According to some beliefs, a strike from an Inuit warrior on a labradorite stone created aurora borealis. Today, labradorite found in the various deposits are considered to contain aurora borealis rays. Similarly, labradorite is believed to contain the souls of ancestors. Labradorite powder was also used to cure various ailments.
In 1940, a new labradorite stone deposit was discovered whilst miners were learning how to make traps to stop enemy tanks. Labradorite was then sold under the name Spectrolite. Commonly referred to as ‘rainbow moonstone’, labradorite is also called carnatite, mauilite, silicite, spectrolite, radauite or hafnefjordite. It is used for decorative objects on buildings. It is also a precious stone that needs to be maintained. It features no reflections.

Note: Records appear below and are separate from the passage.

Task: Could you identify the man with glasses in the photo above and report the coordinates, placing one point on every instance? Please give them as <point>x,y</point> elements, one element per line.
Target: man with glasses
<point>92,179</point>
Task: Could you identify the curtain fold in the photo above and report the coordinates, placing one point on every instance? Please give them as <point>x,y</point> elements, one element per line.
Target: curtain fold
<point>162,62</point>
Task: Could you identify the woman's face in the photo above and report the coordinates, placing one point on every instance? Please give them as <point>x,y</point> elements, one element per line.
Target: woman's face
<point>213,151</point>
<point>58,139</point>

Part of the feldspar group, labradorite stone is primarily composed of sodium and calcium aluminosilicate. Labradorite is often found in green and blue, and occasionally with a metallic lustre. This reflective effect is called adularescence, or the Schiller phenomenon. On Labradorite, this phenomenon appears as a mirror effect on the surface as a result of its varying layers.
The primarily labradorite stone deposits are located in Australia, Canada, the United States, France, Madagascar, Mexico, Russia and Ukraine. Today, labradorite is widely used in jewellery and for the making of labradorite necklaces and bracelets.
Labradorite stone is known for its protective qualities. It offers great protection by absorbing negative energies but also through its shielding effect. Labradorite both protects and absorbs negative environmental energies.
On contact with the skin as a labradorite pendant it increases your desire to socialise. This stone is therefore highly recommended for those who are lonely. Labradorite is recognised as regenerative both physically and mentally after periods of exhaustion. One’s aura thus regains harmony and rebalances itself thanks to this stone.
If, for example, you place a labradorite sphere to balance and harmonise energy of your living room or bedroom, be sure to clean it regularly so that it can recharge from negative energies. Doing so can help to purify your environment. You may also remark that labradorite stone can vary in tint, from dark to light. You may also see it crack and then return to its natural state. This simply means that it has exhausted its virtues, and therefore will unfortunately need replacing as it will not have the same effectiveness.
Labradorite stone works at the level of the heart and the solar plexus. For example, if you place an orange stone on your solar plexus and labradorite at its side, it will soothe your patient’s pain and negative energies will be absorbed.